Noam reached for his coffee. His hand trembled—the one that wasn’t clenched around the fifty-cent piece like it might fly away again if he let go. “I’d hoped it would be easier. But I guess that’s not how magic works.” The prospect of having to think about the physics of everything before he could do magic was exhausting.
“You’ve gotten much faster at your technopathy, haven’t you? It’s become intuitive.”
“I have an intuitive understanding of magnetism too,” Noam argued. “Colonel Swensson said that’s how it works. I know how things theoretically move through the air better than I know how words end up on a text document when I type.”
“Presenting powers can be anything,” Lehrer said dismissively. “After all, how could one learn the science behind telepathy? And yet, we have presenting-power telepaths. Theorists say there must be some sort of natural affinity between the witching and their presenting power, but in truth, it’s only learned powers which rely on knowledge of scientific laws.”

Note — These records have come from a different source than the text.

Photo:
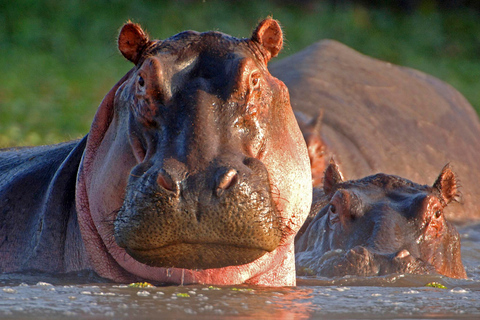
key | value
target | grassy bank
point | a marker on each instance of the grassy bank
(59, 58)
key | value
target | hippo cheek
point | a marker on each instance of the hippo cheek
(198, 228)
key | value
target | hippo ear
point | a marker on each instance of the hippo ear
(332, 177)
(447, 185)
(132, 41)
(269, 34)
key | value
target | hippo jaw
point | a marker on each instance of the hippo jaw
(197, 227)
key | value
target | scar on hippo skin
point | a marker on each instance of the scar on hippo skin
(381, 224)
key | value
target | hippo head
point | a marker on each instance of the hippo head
(382, 224)
(195, 170)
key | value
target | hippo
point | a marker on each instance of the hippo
(194, 171)
(373, 116)
(381, 224)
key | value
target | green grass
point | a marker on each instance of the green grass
(59, 58)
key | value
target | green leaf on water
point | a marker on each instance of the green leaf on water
(435, 285)
(140, 285)
(183, 295)
(242, 289)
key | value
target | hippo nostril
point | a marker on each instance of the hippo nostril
(227, 180)
(166, 182)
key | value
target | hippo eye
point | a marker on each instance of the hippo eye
(141, 82)
(332, 215)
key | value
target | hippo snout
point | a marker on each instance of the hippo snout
(220, 216)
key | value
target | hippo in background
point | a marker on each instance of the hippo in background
(381, 224)
(372, 117)
(194, 171)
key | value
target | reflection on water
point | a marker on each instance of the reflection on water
(396, 296)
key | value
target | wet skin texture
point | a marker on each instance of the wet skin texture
(195, 160)
(194, 171)
(197, 122)
(379, 225)
(373, 116)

Well, Noam was willing to bet Lehrer knew a good deal more about magic than Swensson did.
Still. “Am I going to have to think about physicseverytime?”

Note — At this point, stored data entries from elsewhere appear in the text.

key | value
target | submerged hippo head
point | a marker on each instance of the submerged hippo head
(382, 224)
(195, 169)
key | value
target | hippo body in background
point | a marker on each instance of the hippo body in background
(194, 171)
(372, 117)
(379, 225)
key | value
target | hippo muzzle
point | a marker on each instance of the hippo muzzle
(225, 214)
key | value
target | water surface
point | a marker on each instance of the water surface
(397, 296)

“Not every time. You just need to have that knowledge accessible somewhere in your memory, or at least more accessible than it currently is. Your mind is like a filing cabinet, Noam. Your accessible memories are the folders on top. If you have knowledge in one of those top files, you can use it instinctively. And the more drawers in your filing cabinet, the more of those types of accessible memories you can have.”
Noam hoped Lehrer was right. If Noam was going to be any use to Brennan, he needed to be able to use his powers quickly. Not spend the first five minutes trying to remember old p-sets.

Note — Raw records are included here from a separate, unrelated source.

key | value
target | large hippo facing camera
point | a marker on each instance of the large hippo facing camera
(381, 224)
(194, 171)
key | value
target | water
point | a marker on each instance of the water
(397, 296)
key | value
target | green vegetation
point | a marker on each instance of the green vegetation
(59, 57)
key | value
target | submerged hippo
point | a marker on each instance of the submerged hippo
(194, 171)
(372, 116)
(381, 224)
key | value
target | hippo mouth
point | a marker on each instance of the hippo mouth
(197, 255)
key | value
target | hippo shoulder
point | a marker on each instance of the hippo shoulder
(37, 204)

“Let’s do that again,” Lehrer said, drawing another coin out of his pocket, “and this time, make it happen as quickly as you can.”
They spent the next two hours just like that: first with coins, then ball bearings, then moving away from the ferromagnetic metals until Noam was semisuccessfully shifting Lehrer’s silver cuff links around the surface of his desk. Lehrer only ended the lesson when his assistant showed up, holding a briefcase, to tell him he was late for a meeting.
“Duty calls,” Lehrer said. He surveyed Noam, appraising, as he slipped the cuff links back onto his sleeves. “Practice this tonight, Noam. See if you can’t move something nonmetallic before our lesson tomorrow.”
A tall order, especially since Lehrer still expected him to do his readings and problem sets. But that evening, Noam shut himself away in the bedroom while the others were watching a movie, sitting on his bed withA Physics Primeropen at his side. And he didn’t give a damn what Dara thought of all-nighters, because by the time the alarm rang on Noam’s bedside table for basic training, he hadn’t slept, but he’d sent a piece of notebook paper dancing around his pillow. And, in a fit of impulse, he’d rearranged all the books on Dara’s shelf without committing the offense of touching a single one.
Encrypted video from a private repository on the Ministry of Defense servers
The film opens on a bare room. Two figures enter the frame, a white-coated man pushing a boy in a wheelchair. He positions the chair in the center of the room, facing the camera. The boy in the chair is as thin and fragile as a baby bird; a metal contraption covers the bottom half of his face, something sharp and lethal affixed by spikes drilled into bone. He is approximately twelve years old.
The doctor adjusts the plastic tubing snaking out from beneath the boy’s hospital gown and rolls the IV stand out of the boy’s reach. Or what would be out of reach if the boy’s arms weren’t strapped down.
The boy shifts in his chair, lifting his gaze briefly to the camera. His eyes are unusually pale. He is conscious, if barely.
Off-screen, a VOICE: “Are you ready to begin?”
DOCTOR, after watching the boy’s heartbeat on-screen for a second: “Yes.”
VOICE: “Patient 103, session 49. December 14, 2012. Drs. Towson and Green presiding. Dr. Green, start with twenty micrograms.”
The first doctor injects something into the boy’s central line.